Printemps 1994. Rwanda.
Sacha, une journaliste franco/américaine, reporter de guerre, couvrant des conflits aux quatre coins de la planète, est chargée par son rédacteur en chef de suivre les élections démocratiques post-apartheid en Afrique du Sud. C'est un banal accident de voiture qui va contrecarrer ses plans et conduire Sacha et Benjamin, le photographe qui l'accompagne, à s'intéresser au Rwanda lorsqu'ils découvrent un trafic de machettes et d'armes entre les deux pays.
Rose, Tutsi muette écrit des lettres d'amour à Daniel, son mari médecin. Tous les jours elle prend la plume, au début pour lui raconter ses journées en compagnie de leur fils Joseph.

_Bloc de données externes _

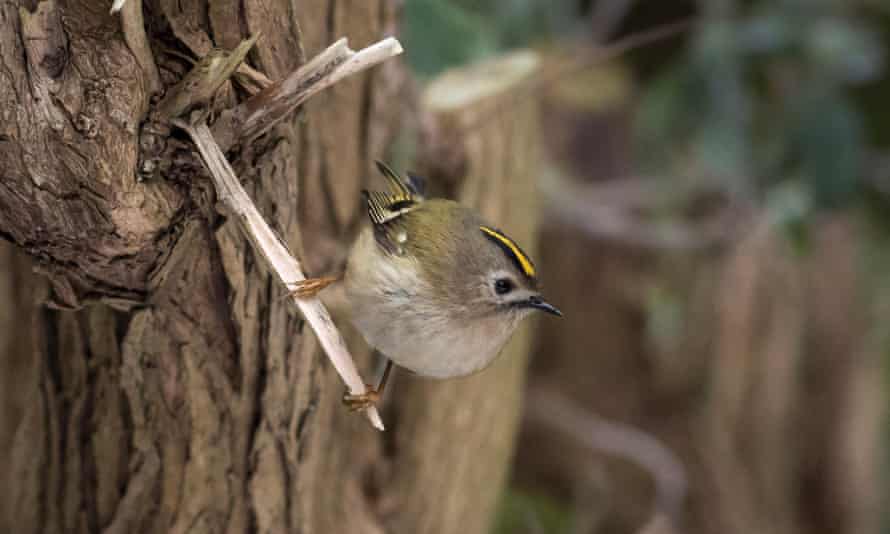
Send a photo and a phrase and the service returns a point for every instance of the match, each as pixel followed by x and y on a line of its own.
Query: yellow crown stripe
pixel 524 262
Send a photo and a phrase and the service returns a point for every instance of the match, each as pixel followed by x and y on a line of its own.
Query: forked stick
pixel 286 268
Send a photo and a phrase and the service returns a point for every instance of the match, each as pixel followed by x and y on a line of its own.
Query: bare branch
pixel 286 268
pixel 267 108
pixel 205 78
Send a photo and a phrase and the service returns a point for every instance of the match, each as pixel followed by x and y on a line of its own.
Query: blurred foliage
pixel 522 512
pixel 439 34
pixel 762 104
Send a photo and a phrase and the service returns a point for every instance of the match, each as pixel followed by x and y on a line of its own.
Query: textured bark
pixel 455 437
pixel 181 394
pixel 196 403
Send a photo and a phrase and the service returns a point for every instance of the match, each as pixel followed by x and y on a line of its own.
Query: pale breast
pixel 388 308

Ensuite, lorsque le génocide rwandais se répand à Kigali, elle espère, désespérée, que ses lettres lui permettront de retrouver leurs traces.
Pendant le premier tiers du livre les destins de Rose et de Sacha diffèrent mais très vite ils s'entrecroisent.

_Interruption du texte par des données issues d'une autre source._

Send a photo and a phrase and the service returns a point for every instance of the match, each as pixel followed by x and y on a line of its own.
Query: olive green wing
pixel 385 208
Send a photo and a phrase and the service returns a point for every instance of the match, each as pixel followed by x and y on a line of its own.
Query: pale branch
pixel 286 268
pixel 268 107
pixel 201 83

Pourquoi une journaliste spécialisée dans les conflits internationaux décide de tout abandonner pour se reconvertir dans la critique gastronomique ? Pourquoi un tel revirement alors qu'elle est dotée d'une faculté rare « la capacité de percevoir le monde avec les yeux de l'autre » ? « C'est en avril 1994 que j'ai demandé à Dieu de divorcer », cette phrase revient de façon lancinante dans le récit de Sacha, sans que l'on comprenne au départ le sens mais au fur et à mesure le pourquoi de cette décision s'explique.

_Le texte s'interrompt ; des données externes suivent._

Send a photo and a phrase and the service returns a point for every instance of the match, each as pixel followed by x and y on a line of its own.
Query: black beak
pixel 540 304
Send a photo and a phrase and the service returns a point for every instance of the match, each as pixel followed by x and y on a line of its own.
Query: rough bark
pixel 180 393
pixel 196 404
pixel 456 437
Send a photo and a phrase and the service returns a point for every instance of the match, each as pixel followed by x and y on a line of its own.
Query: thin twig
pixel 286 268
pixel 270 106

Deux styles d'écriture se mêlent dans ce livre. Un style épistolaire avec Rose s'adressant à son mari Daniel. Rose égrène d'abord ses souvenirs d'enfance, l'histoire de son père qui a commencé comme apprenti cuisinier à l'Ambassade de France à Kigali. Un style émouvant, empreint d'une grande poésie. Muette, elle ne peut s'exprimer autrement. Elle parle avec son coeur. Pour Sacha, c'est un style journalistique factuel au début, une enquête, une quête par la suite. Mandatée par son rédacteur en chef pour suivre le conflit elle fait son job mais très vite prend à coeur de comprendre ce qui se passe dans ce pays pris d'une folie meurtrière entre des personnes qui souvent se connaissaient et s'appréciaient et qui surtout n'avaient rien à se reprocher si ce n'est des origines ethniques différentes. J'ai appris un peu plus encore sur les origines du génocide tutsi, conséquence lointaine de la colonisation, ayant favorisée une ethnie aux dépens d'une autre. « Des relations interethniques tendues » : un doux euphémisme, Sacha a le pressentiment que ce qui se passe dans le pays est plus grave. Sacha décrit la paix avant l'orage, la montée sournoise mais impossible à éradiquer, de la violence, du carnage. « J'y ai vu l'orage s'abattre sur la ville, déferler dans les rues, sans prévenir. Pourtant chacun savait qu'il viendrait ». Les Tutsi ont conscience qu'ils vont finir assassinés et la haine, l'endoctrinement sont tels que même ceux auxquels ils tiennent finiront assassinés.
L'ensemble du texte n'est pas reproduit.